短い唸りと共にバランスを崩した敵へ、続けて腹に蹴りを叩き込む。しかし倒れるまで至らなかった獣は腹を抑えつつ、一回、二回、後ろへ地面を蹴って距離をとる。

「なんで、俺とやり合おうするとする」

 立ってこそいるものの、咳き込みうつむくガンダーの胸元に、徒歩で接近したギルの剣がつきつけられた。

「おまえらの望む結果がどんなものかは知らねぇが、俺たちは、俺たちの生活を守る。壊されてたまるか」

 あと一突き、詰めよれば獣を貫くことだろう。肩で息をしつつ目を白黒させているガンダーはじっとギルを見上げながら、ぎゅっと両手を握る。

「……ドラゴンの国を相手取ったあんたたちとの戦いで、みんな、みんな死んでもうたんや」

 はぁー、と大きな、長い長いため息。

 じっと体勢を変えずに様子を見守るギルの手から、武器が零れ落ちた。

 竜の瞳が驚きに歪むよりも早く、地面を両足で蹴った獣はタックルをかます。短い悲鳴と共に倒れたギルが次に目にしたのは、世界樹を背に、生来備わる武器が残像を描く景色だった。

 ぎらぎらと光る、殺意に満ちた目。てらてらと銀色に輝く、獲物を求める鋭い牙。

 まっすぐ振り下ろされる爪が、竜の喉元に触れた。ぐぐと押し込まれた凶器は鱗をたやすく貫き、胸の方向へと引かれ、べりべりと小さな音を立てて鱗と肉が剥がれる。鎖帷子など、この状態では無意味だ。
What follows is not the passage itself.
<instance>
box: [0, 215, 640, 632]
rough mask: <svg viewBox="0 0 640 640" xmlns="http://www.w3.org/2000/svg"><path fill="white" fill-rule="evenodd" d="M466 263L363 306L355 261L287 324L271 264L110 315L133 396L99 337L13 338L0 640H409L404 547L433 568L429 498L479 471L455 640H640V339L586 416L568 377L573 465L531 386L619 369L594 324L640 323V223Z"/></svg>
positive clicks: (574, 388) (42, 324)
 敵の喉から漏れる声など関係なく、続けざま、もう片方の鋭く銀色に輝く手が掲げられた。

「おまえがいなけりゃよかったんや!」

 空き地に響き渡る叫びが終わるが早いか遅いか、パン、と頬を打つよりも、鋭い音が鳴った。ほぼ同時にガンダーの動きがピタリと止まる。ゆっくりと自らの身体に視線をやった彼の視界に細い白い筋と、腹部に押し付けられている、敵の握る遺産が映る。

 それの向けられていた場所から、熱が逃げていく。己から流れ出るものが、下にいる敵の体を濡らしていた。脱力していく獣の傭兵は覆いかぶさるように倒れる。

 遅れて、獣の手から刃物が零れ落ちた。

 毛むくじゃらに圧迫されながら、自身の名を呼ぶ声がギルに近づく。数人がかりで獣をどかした騎士たちは、ギルの顔を覗き込む。遅れて、市民の一人が現れる。

 両手を組んで祈るようにして市民の魔法による治療が始まったことを確認した彼は、視線をガンダーの方にやる。すでに動かなくなってしまった敵の横顔を眺め、舌打ちをしたのだった。

「てめぇに殺されてやる義理は、ねぇよ」

 濡れる体を起こそうとした竜は、若い騎士に制止させられた。